Моя родительница поджала губки, сидя в кресле. Тетя Гортензия вздохнула из соседнего, перебирая в пальцах бахрому на шарфе. Ник просто отвернулся к окну. Что он там видит? Тоже, что и я. Ведь мы с ним - целостность, поделенная на троих. На четверых. Однако "четверть" наша еще в трудах, а мы с утра собрались на совет. И по какому поводу?
- Ох, доча...
- Мама, что ты хотела мне сказать?
- Катаржина, раз уж всё затеяла, чего теперь молчишь? - сжала в руках шарф тетка и уставилась на маму.
- Ладно, - выдохнула та, переведя взгляд на меня. - Ладно...
- А хочешь, я начну?
Три пары глаз расширились в ответ.
- Любимая?
- Ник, это невыносимо. Мама, скажи мне: какая у твоей ветви в роду фамилия?

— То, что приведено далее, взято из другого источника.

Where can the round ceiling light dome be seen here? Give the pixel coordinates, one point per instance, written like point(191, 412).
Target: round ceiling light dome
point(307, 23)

- Я... не помню, - растерялась она.
- Ты не знаешь. А почему?
- Память...
- Мама!
- Доча, что ты хочешь?
- Ты не знаешь по одной простой причине: она отсутствует. Ведь так? Я это поняла, когда писала работу по семейной геральдике в пятнадцать лет. И сначала пристала по данному вопросу к тебе, но ты меня послала...
- В госархив. Я помню.
- Ага... Дар малумтелепатии передается в нашей родовой ветви по женской линии. И через поколенье из-за трудности вынашивания ребенка. Это со временем пришло, такой "отсев". Либо сама мать - малумтелепат, либо его рожает. Другого варианта нет. Подобные две родовые ветви есть еще в Ладмении. Одна - в Чидалии. И везде - лишь женщины. Что ты так смотришь на меня? Я до архива тогда дошла... А мальчики... маль-чики...
- Любимая...
- Ник, мальчики у нас не выживают. Они умирают либо еще в утробе, либо при родах... Мама, тетя Гортензия, у моей бабушки...
- Был самым первым, - дрожащим голосом ответила тетка. - Отец все время ее состояние контролировал, но в самый ответственный момент не справился и чуть не потерял в итоге обоих сразу. Второй без проблем явилась на свет твоя родительница. Потом уж - я. А больше они рисковать не стали, - и замолчала.